Capt. Mohammed Badr, a police officer in Sinai, said the plane went down 50 miles from the nearest major town, el-Nakhl.

It appeared the Canadian-made DeHavilland DHC-6 Twin Otter tried to land on a mountain highway but clipped a truck and crashed nearby, said Normand St. Pierre, a spokesman for the Multinational Force and Observers.


Ex-premier scores upset in primary

TAIPEI — A former premier who has pushed for better relations with rival China was the surprise winner yesterday of the first phase of the ruling party’s presidential primary vote.

Frank Hsieh still needs to win a second round of voting to clinch his bid to be the Democratic Progressive Party’s candidate in next year’s election. But yesterday’s victory nearly guarantees him a place on the ticket.

Mr. Hsieh, a feisty lawyer who defended political dissidents during the martial-law era that ended in 1987, briefly served as premier two years ago. His biggest rival, Premier Su Tseng-chang, dropped out the race after winning 33 percent of the party’s votes.
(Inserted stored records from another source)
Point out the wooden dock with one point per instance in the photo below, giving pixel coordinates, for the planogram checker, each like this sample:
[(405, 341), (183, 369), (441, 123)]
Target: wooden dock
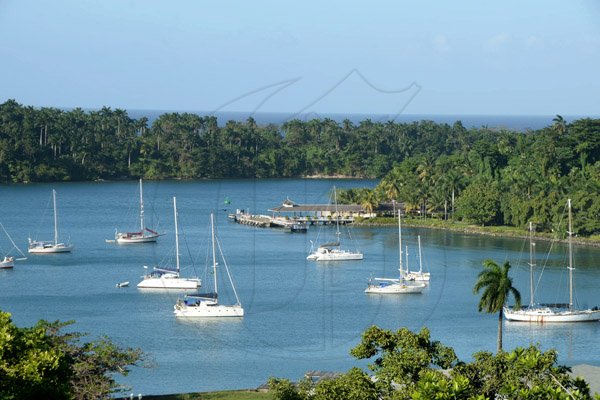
[(266, 221)]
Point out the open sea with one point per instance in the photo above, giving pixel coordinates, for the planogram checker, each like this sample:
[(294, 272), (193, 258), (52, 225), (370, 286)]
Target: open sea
[(519, 123), (300, 315)]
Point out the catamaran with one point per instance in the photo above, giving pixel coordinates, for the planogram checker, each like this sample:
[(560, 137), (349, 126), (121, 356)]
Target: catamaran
[(47, 247), (398, 285), (162, 278), (144, 235), (203, 305), (543, 313)]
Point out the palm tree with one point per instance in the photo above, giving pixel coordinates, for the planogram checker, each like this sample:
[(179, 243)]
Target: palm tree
[(497, 286)]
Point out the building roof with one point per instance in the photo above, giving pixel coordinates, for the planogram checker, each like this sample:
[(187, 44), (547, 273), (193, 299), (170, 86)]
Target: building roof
[(290, 206)]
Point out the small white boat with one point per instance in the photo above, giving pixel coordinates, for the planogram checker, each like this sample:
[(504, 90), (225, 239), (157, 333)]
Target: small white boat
[(7, 262), (395, 285), (546, 313), (329, 252), (144, 235), (417, 276), (332, 251), (162, 278), (206, 305), (48, 247)]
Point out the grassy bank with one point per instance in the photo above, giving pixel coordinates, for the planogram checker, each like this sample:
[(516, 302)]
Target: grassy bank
[(459, 226)]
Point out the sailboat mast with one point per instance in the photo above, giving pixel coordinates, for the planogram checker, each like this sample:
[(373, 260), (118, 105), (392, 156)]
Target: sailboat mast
[(55, 218), (141, 208), (212, 228), (400, 242), (570, 256), (176, 234), (337, 215), (531, 264), (420, 260)]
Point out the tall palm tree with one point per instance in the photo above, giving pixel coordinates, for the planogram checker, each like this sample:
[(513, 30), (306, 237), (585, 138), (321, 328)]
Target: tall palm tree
[(497, 286)]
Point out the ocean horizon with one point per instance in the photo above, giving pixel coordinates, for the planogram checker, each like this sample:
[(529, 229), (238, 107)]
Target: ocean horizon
[(519, 123)]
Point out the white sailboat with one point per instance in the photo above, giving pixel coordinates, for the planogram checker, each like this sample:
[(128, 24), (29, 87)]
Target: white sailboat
[(9, 261), (162, 278), (144, 235), (203, 305), (46, 247), (544, 313), (418, 276), (332, 251), (395, 285)]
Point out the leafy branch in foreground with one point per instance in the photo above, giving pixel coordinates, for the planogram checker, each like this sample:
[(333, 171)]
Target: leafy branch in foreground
[(408, 365), (43, 362)]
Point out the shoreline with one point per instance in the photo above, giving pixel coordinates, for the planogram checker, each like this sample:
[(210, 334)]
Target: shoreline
[(494, 231)]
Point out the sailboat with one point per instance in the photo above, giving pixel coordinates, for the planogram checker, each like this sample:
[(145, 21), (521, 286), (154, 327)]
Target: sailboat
[(162, 278), (144, 235), (46, 247), (332, 251), (9, 261), (395, 285), (419, 275), (543, 313), (202, 305)]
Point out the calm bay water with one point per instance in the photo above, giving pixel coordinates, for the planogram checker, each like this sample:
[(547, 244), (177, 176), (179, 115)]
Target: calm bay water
[(300, 315)]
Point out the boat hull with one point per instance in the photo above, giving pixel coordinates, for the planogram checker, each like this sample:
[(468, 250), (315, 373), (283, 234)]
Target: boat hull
[(169, 283), (334, 255), (549, 315), (207, 309), (395, 288), (59, 248), (417, 276), (136, 239), (6, 264)]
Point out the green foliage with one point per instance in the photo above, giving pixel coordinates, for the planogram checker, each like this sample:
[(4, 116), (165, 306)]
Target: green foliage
[(497, 287), (409, 365), (487, 176), (480, 202), (41, 362)]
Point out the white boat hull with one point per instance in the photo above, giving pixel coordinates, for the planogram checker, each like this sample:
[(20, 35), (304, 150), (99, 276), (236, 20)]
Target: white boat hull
[(166, 282), (417, 276), (334, 255), (7, 263), (395, 288), (128, 239), (207, 309), (49, 249), (549, 315)]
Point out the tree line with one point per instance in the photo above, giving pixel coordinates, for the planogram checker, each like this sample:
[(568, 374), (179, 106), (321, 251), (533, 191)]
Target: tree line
[(483, 175)]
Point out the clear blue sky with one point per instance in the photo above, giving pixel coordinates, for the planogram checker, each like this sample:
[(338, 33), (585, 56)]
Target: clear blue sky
[(467, 57)]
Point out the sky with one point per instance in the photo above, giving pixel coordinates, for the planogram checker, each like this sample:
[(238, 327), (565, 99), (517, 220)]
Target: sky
[(538, 57)]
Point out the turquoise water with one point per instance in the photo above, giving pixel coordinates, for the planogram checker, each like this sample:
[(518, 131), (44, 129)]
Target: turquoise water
[(300, 315)]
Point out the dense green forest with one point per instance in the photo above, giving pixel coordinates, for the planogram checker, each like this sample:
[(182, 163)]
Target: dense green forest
[(482, 175)]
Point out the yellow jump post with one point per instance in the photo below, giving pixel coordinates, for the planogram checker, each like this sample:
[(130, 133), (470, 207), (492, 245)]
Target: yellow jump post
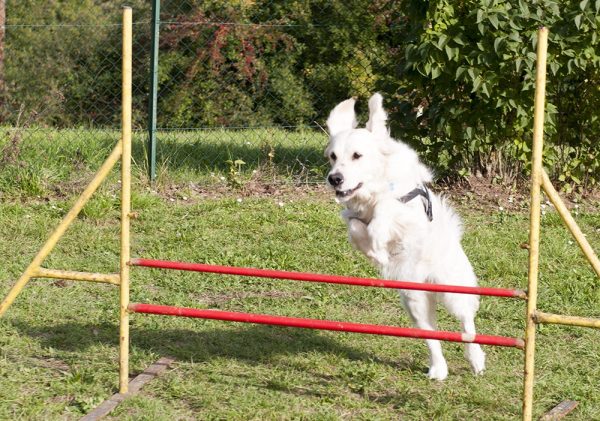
[(535, 214), (125, 202)]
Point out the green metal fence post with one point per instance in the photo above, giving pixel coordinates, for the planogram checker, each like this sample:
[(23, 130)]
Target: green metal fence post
[(153, 91)]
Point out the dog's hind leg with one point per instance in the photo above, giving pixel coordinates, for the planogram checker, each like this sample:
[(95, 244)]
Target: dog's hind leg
[(464, 309), (421, 308)]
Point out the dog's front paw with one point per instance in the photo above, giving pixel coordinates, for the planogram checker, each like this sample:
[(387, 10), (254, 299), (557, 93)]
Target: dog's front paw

Interrogators said to torture suspects

JERUSALEM — Israeli interrogators frequently beat Palestinian suspects, shackle them in painful positions and deprive them of sleep, defying a 1999 court ruling outlawing torture, two Israeli human rights groups said yesterday.

One Palestinian said his captors made him arch his back over a bench with his hands and legs joined in what prisoners commonly call “the banana position,” according to a report released by B’Tselem and the Center for the Defense of the Individual.

Israel’s Justice Ministry said interrogations were carried out within the law and described the report as badly flawed.


Main opposition party picks female leader

CAPE TOWN — Cape Town’s respected mayor won the leadership of the white-dominated main opposition party yesterday, vowing to attract more black voters and break the divided African National Congress’ hold on power.

“We must convince South Africans that our party is truly a home for all the people,” Helen Zille said after two-thirds of the Democratic Alliance party elected her at its national congress near Johannesburg.

Born in Johannesburg to German parents, Mrs. Zille peppered her speech with Xhosa, the tongue of many black South Africans. She said her experiences as a journalist during the apartheid era had shown her “the danger of too much power in too few hands.”


School attacked over sports events

GAZA CITY — Militants hurled grenades at a United Nations-run school in the Gaza Strip yesterday, apparently angry at the participation of boys and girls in a sports event, killing one person, residents said.

Six persons, including at least one student and a principal, were wounded in the attack, which local residents blamed on “Muslim extremists.”

There have been a rash of attacks in Gaza in recent months attributed to previously unknown Islamist groups. Analysts say some of the groups were influenced by the thinking of al Qaeda.